You should be able to boot from it - but I'd guess it depends on your BIOS settings (may be worth a look if it doesn't work immediately as there are settings to allow PCI cards to respond to the BIOS)
-Carol Haynes
The Ultra 100 card has it's own BIOS. At a point late in the booting up process, the card will detect and list all devices attached to it. Until that happens, those devices don't really exist on your system.
If you wanted to boot from an optical drive that is hooked up to the card, and it's the only optical device on the system, setting in the system BIOS to boot from a 'non-existing' optical device may not work. And you don't have access to anything in the card's BIOS.
This is why I was unsure if it could be done. It may also depend on the card too. Maybe newer cards are better and will allow you to do more. Mine is kind of old. Of the 2 cards that my father and I have, my Ultra 133 card was the newer one...purchased in 2001...and I swapped that for his older Ultra 100 card.

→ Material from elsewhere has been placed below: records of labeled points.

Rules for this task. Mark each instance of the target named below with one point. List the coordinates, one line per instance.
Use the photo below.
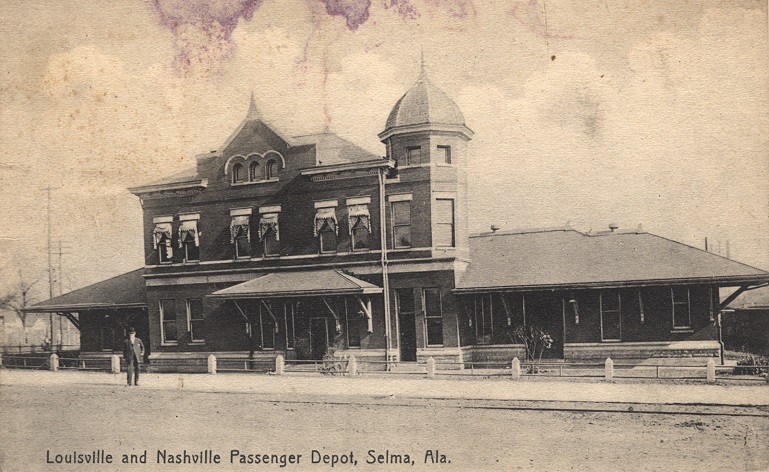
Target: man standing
(133, 353)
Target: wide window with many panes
(401, 220)
(195, 319)
(431, 298)
(444, 222)
(168, 332)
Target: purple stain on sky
(404, 8)
(203, 28)
(355, 12)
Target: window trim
(194, 340)
(618, 311)
(408, 156)
(394, 225)
(427, 317)
(688, 304)
(453, 223)
(445, 162)
(163, 341)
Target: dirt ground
(41, 422)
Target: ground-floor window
(195, 319)
(168, 332)
(288, 313)
(611, 315)
(681, 307)
(431, 298)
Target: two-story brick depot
(306, 245)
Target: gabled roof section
(123, 291)
(299, 284)
(253, 134)
(331, 149)
(558, 259)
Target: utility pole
(50, 265)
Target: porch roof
(566, 258)
(299, 284)
(123, 291)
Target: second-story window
(444, 155)
(444, 223)
(413, 156)
(240, 233)
(401, 221)
(326, 229)
(359, 221)
(238, 173)
(161, 239)
(189, 237)
(253, 172)
(271, 170)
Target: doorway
(318, 337)
(404, 299)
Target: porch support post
(269, 311)
(333, 313)
(366, 307)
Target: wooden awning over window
(188, 231)
(269, 222)
(323, 217)
(239, 227)
(162, 230)
(359, 216)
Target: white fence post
(711, 370)
(516, 368)
(431, 368)
(114, 365)
(609, 369)
(211, 364)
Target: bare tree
(16, 300)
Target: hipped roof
(123, 291)
(561, 259)
(299, 284)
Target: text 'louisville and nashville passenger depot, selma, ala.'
(208, 456)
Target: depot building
(306, 246)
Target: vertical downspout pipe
(383, 260)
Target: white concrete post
(711, 371)
(609, 368)
(516, 369)
(114, 364)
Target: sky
(586, 113)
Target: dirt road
(87, 422)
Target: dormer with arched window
(255, 168)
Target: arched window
(237, 173)
(253, 171)
(270, 170)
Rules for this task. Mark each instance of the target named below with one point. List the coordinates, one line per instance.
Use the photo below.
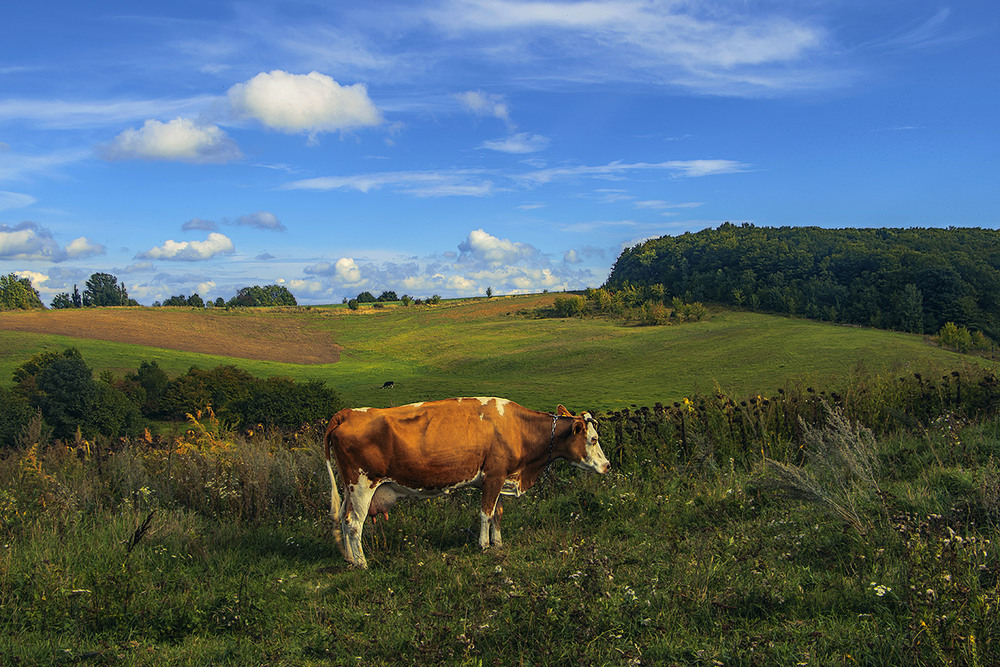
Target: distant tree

The drivers for the Ultra 100 can be installed from within Windows.
The Ultra 133 card
required you to have a floppy drive to install the drivers during first boot. I had a floppy drive on the pc it was originally purchased for, but I don't have a floppy drive on this pc. On the older pc I originally had it in, that card detected and listed the devices attached to it early in the boot process, right after the listing of the drives attached directly to your system. I think that card would have better luck with booting from a device attached to it than the Ultra 100 would.
Like I said...something to experiment with some day.